A
“1 Football Club”, su 1 Station Radio, è intervenuto Raffaele Gragnaniello,
consulente dell’Associazione Italiana Calciatori ed ex portiere, fra le tante,
del Napoli. Di seguito, un estratto raccolto dalla redazione di
IlSognoNelCuore.com.

 

Spalletti
ha parlato del futuro del ruolo dell’estremo difensore: secondo lui, il raggio
di azione del portiere si sposterà ancora più avanti, addirittura sulla lunetta
dell’area di rigore.
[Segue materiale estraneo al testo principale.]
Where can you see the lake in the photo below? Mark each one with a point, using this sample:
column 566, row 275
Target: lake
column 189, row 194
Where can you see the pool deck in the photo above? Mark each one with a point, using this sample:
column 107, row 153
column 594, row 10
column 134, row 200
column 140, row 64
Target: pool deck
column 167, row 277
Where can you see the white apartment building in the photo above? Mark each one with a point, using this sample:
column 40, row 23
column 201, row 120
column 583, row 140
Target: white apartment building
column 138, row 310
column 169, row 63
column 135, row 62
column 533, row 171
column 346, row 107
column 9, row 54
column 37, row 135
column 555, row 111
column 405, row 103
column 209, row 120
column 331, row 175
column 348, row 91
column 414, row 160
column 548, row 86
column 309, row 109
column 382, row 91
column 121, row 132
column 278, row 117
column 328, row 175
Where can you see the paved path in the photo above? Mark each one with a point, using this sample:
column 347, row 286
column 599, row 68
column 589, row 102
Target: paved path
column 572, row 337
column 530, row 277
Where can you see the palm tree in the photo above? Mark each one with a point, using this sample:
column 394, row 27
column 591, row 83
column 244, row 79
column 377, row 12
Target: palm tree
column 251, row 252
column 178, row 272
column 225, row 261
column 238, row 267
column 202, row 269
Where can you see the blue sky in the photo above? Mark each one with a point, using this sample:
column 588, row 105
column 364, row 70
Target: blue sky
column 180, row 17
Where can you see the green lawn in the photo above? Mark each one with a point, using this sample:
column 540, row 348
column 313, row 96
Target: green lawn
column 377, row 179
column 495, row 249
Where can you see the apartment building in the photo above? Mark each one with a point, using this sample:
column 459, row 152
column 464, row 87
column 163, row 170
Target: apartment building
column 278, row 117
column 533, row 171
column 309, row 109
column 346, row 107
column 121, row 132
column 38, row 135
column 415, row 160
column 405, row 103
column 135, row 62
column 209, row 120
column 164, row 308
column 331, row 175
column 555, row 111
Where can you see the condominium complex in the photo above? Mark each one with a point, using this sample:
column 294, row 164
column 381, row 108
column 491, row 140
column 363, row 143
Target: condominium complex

Sei d’accordo? 

“Visto la
velocità di pensiero e di azione, -afferrma Gragnaniello -l’esasperazione tattica e lo sviluppo delle
capacità fisica secondo me sarà il contrario ed il portiere sarà costretto a
giocare si con i piedi sempre di più ma addirittura più basso alzando così il
livello di rischio e di errore come già sta capitando di vedere in alcune
partite”.

 

Pensi
che le sue parole allontanino Meret dal Napoli? 

“A prescindere
da quello che sarà il futuro del portiere in generale secondo me Meret non fa
impazzire l’allenatore”.

 

Nella
stessa intervista ha dichiarato che arrivare tra le prime quattro, nella
prossima stagione, sarà difficilissimo: quale delle squadre che in questa
stagione sono arrivate dopo il quarto posto si potrebbe rinforzare a tal punto
da prendersi la zona Champions? 

“Che il Napoli
ponga come limite massimo le prime 4 posizioni dipende, più che dalle
avversarie, da sé stessi: la storia delle ultime stagioni ci ha detto questo. -aggiounge Gragnaniello – Personalmente, credo sarà interessante osservare la crescita delle romane”.

 

Nel
ruolo del portiere ci sono tanti  giovani italiani molto forti: chi ti
aspetti che farà una grande carriera? E per quale motivo? 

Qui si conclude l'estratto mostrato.